No, please, don't blame the military. Blame the CIA. Blame the civilian contractors. It's Air America all over again. First it was a geopolitical strategy to divert a major source of revenue for Iran, but then it surely took on a life of its own when they realized how much money they could bring in by controlling the world's heroin supply. And so they have. And with such an undocumented and unlimited supply of money, they don't care about Congress or even the POTUS. With all of the destabilization operations, Color Revolutions, and direct support for IS, it would seem that they've gone rogue. God help us all! 

David Martin
December 1, 2016


Addendum

I received the following depressing email message from Dr. Nass on December 3, 2016:

I am going to bring up a side issue, since your earlier email quoted me on the method used by CDC to assign a death to prescription opioids vs heroin. (She is referring to my article, which I sent her by email.  ed.)

CDC has not released the 2015 data on deaths.  I have been waiting for it.

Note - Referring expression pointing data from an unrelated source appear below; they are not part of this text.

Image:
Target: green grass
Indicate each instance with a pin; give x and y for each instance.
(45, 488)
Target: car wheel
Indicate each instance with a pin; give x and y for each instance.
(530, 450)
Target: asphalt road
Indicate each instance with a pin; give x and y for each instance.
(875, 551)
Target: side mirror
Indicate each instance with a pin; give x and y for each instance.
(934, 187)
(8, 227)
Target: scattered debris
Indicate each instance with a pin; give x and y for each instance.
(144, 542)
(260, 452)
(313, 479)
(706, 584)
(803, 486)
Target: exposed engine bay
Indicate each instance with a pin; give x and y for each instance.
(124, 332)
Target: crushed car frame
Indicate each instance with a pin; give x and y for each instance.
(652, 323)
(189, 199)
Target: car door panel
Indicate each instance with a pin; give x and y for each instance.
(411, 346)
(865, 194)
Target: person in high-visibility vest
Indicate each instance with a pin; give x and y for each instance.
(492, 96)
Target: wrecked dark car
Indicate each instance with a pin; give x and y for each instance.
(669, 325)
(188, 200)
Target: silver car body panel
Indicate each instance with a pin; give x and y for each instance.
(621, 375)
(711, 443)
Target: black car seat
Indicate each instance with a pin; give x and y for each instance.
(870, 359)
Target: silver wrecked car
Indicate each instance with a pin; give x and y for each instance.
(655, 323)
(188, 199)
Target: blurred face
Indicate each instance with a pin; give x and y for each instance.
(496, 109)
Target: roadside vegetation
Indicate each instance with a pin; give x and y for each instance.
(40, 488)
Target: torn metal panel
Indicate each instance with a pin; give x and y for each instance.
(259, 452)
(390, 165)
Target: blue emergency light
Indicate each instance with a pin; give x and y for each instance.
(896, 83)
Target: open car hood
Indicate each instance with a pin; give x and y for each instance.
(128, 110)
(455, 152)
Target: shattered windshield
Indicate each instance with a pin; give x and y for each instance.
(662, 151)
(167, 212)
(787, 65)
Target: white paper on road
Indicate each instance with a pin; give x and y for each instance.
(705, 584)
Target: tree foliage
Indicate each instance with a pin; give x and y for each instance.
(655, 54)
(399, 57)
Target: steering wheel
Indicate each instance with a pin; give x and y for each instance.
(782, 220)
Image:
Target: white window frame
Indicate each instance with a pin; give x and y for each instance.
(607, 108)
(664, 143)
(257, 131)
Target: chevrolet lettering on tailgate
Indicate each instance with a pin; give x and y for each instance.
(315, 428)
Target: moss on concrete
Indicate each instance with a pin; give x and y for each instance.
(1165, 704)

I have a strong suspicion that CDC’s “programmatic” way of assigning deaths to prescription opioids has now gotten CDC into hot water, such that if they use the “programmatic” method for 2015-6 everyone will know they are FOS.  

This is because a) so much heroin is cut with fentanyl, a fully synthetic opioid that can be obtained by prescription, but is probably entering the US from illegal synthesis in huge quantities.  Mg for mg it is up to 50 times more potent than heroin.  So not only do you need less for the same kick, you don’t require any opium to make it.

In Massachusetts, more of the ODs (by a small margin) contained fentanyl than heroin. Like 80% and 70% respectively.  If CDC calls all the ODs that involved fentanyl 'prescription drug ODs', when the cops and medical examiners know they involved injected heroin and fentanyl, CDC will be seen to be a liar.  So they are withholding the stats, imho, until they design a different method of calculation and have come up with a plausible story for the change in methodology.

Yes, I am very concerned about heroin from Afghanistan, and there was allegedly a very good crop last season.

But fentanyl is catching up to it so even if we get out of Afghanistan, the problem will not be ameliorated.

BTW we do not have enough medical examiner resources to check every OD for what did it.  And this will likely worsen since the numbers the medical examiner system now has to deal with, using flat resources, has gotten so high.  This may enable CDC to do some mealy mouthing about the whole issue.

Fentanyl is mentioned in one of the videos to which we link in the penultimate paragraph.  It was news to me when I heard it, and I believe I was remiss in not calling attention to it because it represents such a lethal threat to unsuspecting heroin users.  It is one opioid that is a good deal more dangerous than heroin.